1. Personification and genetics: In the incentive approach to merit, it is characteristic of actions, not of people as such. But conventional notions of “meritocracy” often attach the label of merit to people rather than actions. A person with standardly recognized “talents” (even something as nebulous as “intelligence”) can, then, be seen as a meritorious person even if he or she were not to use the “talents” to perform acts with good consequences or laudable propriety. This “personal quality” of merits sometimes gets invoked even in a largely incentive-oriented system of economic reasoning, with which the “personal quality” view is basically in conflict.

Some people are seen as being just more meritorious than others, and may indeed have been born more talented.
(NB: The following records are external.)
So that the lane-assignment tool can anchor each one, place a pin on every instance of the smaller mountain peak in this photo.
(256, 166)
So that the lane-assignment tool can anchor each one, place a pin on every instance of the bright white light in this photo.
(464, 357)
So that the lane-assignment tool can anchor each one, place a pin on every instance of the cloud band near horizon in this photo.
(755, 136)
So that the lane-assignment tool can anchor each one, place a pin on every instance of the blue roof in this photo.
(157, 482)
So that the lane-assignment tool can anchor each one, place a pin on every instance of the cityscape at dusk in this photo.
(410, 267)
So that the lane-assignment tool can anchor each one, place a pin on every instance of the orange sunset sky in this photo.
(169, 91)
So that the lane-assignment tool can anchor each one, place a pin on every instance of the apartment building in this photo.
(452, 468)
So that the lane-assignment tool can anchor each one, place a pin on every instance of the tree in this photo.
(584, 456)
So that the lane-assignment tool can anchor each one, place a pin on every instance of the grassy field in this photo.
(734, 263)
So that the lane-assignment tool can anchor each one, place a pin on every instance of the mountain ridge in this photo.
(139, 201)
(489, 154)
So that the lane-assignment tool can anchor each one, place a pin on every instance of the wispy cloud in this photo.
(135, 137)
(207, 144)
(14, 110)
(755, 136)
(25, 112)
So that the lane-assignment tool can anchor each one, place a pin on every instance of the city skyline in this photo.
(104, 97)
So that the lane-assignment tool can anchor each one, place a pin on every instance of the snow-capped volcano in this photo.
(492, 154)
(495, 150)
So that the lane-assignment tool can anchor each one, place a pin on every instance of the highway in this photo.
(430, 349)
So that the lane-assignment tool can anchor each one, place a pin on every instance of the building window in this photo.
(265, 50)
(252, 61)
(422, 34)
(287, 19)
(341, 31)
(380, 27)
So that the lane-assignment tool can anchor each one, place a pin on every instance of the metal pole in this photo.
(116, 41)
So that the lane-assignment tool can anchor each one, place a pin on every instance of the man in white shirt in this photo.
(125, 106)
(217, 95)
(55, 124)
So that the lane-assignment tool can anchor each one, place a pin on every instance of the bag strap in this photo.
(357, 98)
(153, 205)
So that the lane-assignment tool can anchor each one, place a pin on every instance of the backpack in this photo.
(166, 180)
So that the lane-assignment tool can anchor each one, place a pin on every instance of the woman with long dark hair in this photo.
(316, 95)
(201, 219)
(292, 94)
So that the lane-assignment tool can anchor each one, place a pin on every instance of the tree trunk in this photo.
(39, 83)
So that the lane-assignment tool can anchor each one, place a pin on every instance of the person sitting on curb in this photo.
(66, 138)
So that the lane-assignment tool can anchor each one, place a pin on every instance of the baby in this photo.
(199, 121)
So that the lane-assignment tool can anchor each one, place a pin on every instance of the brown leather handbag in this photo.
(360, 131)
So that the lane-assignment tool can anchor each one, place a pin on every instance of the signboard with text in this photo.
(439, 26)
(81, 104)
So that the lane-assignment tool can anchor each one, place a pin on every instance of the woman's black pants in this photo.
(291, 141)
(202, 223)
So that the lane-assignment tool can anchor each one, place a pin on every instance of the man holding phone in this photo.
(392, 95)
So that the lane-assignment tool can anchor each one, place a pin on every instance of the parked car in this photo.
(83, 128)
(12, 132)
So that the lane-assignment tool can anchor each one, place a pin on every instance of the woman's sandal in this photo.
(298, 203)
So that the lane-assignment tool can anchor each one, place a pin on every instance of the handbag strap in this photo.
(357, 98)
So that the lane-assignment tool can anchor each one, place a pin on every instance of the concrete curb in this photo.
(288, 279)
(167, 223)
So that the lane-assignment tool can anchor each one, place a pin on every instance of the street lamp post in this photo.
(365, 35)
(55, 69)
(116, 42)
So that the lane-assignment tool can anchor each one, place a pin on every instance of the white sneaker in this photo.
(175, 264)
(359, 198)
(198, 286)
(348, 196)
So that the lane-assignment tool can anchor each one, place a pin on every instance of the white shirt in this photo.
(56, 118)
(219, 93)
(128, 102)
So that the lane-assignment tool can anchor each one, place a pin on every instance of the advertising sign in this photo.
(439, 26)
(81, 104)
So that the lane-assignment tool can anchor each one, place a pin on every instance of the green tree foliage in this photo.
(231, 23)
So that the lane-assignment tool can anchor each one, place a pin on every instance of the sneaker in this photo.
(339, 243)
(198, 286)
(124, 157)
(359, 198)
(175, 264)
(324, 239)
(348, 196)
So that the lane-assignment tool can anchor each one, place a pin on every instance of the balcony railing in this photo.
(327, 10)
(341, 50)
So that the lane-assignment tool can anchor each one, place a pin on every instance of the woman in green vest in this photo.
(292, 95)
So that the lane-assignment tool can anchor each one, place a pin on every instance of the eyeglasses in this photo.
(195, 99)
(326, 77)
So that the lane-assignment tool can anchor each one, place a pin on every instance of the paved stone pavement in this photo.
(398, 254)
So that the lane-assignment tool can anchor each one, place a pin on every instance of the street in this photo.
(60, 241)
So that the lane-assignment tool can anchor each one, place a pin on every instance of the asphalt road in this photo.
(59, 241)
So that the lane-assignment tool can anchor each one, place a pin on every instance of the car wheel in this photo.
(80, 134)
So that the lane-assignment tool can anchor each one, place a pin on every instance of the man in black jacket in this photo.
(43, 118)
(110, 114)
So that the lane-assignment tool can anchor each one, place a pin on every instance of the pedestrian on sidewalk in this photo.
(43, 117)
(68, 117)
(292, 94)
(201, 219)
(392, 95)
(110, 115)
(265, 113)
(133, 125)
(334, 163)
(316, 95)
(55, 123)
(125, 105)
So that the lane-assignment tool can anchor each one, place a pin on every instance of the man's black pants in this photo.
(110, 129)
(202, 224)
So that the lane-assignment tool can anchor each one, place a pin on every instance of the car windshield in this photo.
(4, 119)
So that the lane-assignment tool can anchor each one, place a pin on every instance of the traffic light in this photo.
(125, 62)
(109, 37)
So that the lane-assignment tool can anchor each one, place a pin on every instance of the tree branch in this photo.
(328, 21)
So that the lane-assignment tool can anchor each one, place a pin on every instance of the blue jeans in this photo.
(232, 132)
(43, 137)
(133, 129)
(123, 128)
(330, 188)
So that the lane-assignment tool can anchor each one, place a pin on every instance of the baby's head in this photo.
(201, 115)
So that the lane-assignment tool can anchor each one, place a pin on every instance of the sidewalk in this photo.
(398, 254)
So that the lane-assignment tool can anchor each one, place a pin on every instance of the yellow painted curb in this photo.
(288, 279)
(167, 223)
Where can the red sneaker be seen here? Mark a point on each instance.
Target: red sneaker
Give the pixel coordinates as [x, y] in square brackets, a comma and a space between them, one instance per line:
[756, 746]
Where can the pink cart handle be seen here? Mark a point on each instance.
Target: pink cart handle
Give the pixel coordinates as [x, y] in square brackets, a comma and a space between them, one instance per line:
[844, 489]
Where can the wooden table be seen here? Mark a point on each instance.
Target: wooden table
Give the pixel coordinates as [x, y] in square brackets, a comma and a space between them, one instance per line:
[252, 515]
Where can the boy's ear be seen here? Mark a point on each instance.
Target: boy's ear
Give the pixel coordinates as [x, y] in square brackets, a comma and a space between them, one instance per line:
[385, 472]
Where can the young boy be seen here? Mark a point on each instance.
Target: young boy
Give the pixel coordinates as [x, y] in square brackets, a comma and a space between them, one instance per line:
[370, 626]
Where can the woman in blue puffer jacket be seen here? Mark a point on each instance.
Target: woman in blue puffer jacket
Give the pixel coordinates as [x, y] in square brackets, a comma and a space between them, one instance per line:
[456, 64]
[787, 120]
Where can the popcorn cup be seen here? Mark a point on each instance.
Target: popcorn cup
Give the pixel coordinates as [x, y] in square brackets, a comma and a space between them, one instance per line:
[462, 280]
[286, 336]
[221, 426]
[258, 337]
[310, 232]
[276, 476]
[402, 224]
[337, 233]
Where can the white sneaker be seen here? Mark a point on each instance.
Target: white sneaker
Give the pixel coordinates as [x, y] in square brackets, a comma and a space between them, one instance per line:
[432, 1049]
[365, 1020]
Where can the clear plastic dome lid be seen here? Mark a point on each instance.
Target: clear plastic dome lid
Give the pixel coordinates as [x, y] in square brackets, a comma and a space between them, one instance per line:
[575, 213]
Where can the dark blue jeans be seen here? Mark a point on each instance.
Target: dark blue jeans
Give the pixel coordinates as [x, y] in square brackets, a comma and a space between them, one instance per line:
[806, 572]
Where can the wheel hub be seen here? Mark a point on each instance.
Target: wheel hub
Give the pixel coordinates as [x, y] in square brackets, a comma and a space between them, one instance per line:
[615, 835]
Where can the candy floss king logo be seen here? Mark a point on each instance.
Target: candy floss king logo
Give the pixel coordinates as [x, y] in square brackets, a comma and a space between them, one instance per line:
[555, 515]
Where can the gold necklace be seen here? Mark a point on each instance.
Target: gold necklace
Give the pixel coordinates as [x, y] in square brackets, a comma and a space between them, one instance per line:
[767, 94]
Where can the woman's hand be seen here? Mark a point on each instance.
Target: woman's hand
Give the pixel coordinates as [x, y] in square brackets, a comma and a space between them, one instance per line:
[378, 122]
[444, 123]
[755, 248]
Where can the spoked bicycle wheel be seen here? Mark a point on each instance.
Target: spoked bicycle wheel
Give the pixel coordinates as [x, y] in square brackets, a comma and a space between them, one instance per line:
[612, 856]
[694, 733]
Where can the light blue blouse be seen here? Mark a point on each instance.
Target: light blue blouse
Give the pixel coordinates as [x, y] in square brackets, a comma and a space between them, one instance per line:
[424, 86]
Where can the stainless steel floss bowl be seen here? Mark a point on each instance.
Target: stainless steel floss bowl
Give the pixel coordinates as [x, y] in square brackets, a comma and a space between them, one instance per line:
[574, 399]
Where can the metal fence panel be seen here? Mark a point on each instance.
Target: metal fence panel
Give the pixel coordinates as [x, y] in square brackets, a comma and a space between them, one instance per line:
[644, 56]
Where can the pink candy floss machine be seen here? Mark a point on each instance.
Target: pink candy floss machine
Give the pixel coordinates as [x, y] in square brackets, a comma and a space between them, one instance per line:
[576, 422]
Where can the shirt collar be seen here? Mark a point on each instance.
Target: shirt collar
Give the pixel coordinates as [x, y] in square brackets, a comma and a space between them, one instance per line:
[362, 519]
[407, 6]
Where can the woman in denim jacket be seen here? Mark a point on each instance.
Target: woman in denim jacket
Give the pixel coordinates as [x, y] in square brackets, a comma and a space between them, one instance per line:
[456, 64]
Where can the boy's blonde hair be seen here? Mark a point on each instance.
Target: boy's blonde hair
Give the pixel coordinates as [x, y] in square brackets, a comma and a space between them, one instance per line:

In some versions of personification, the inborn talents are seen not only as being variable between one person and another (for which there may be considerable evidence), but also as distributed according to some other readily distinguishable characteristic, such as skin color or the size of the nose (for which the evidence seems very problematic, to say the least).16 When used in this form, personification can encourage meritocratic acceptance of–rather than resistance to–inequalities of achievement (often along racial and ethnic groupings), which are present in many contemporary societies.

To put this more simple: good deeds should be rewarded, not “good” people. If you define good people as those that are intelligent and reward them, you will get a problem if these don’t actually do good deeds. Think of Luke Skywalker and his father (spoiler!), if you will. The universe is more complicated than what Mr Sarrazin wants to make us believe.